I can change in a second. I can be crying, or so angry but when someone comez along i just act happy, like nothingz wrong. I even did that when I tried to kill myself. My friend came up and she woz asking what woz wrong and I just said nothing even tho she already knew I had done something. I can't show people how I realli feel. I can talk about it, but I still act happi. Like itz all a big joke. So no one can see whatz going on inside of me.

I hate the pressure my family putz on me to be perfect. They expect me to do so well in skool and go to university even tho skool is what is killing me in the first place and I feel like I can't stand it anymore. I used to be realli smart and they can't seem to understand that other thingz are on my mind and i just can't concentrate on skool at the moment. I try and I want to but I can't. I get distracted by all the thoughtz that are alwayz in my mind. I just go off in my world and think and write about other thingz.

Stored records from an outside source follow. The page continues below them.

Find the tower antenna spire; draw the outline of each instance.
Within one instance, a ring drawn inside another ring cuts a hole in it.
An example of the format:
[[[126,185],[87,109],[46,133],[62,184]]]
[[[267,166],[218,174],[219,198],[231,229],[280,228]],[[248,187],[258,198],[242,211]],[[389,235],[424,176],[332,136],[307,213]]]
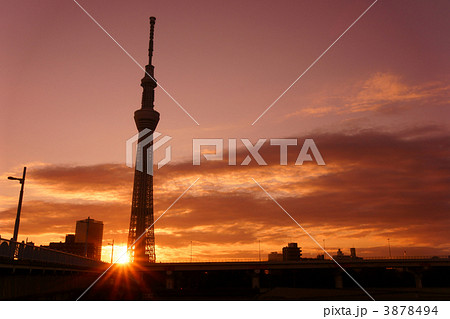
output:
[[[150,17],[150,43],[148,45],[148,65],[152,65],[153,57],[153,36],[155,33],[155,17]]]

People look at what i write and they are shocked and they say 'how can u write that.' they don't understand that it is what i am and itz how i hurt. They have never felt something like that, therefore they can't understand why i write it.

I am fake. No one knowz the real me. No one. I become a different person for evry1 I talk to so I will make them happi.

I am barely here anymore. Sometimez, I just look thru people and thingz. Like I see nothing but a faint blur of the person. I can't see their face, I can't hear what they are saying. I do that all the time now. It scarez me.

A smile can hide the sadness, but the eyes cannot pretend. They can only seem empty.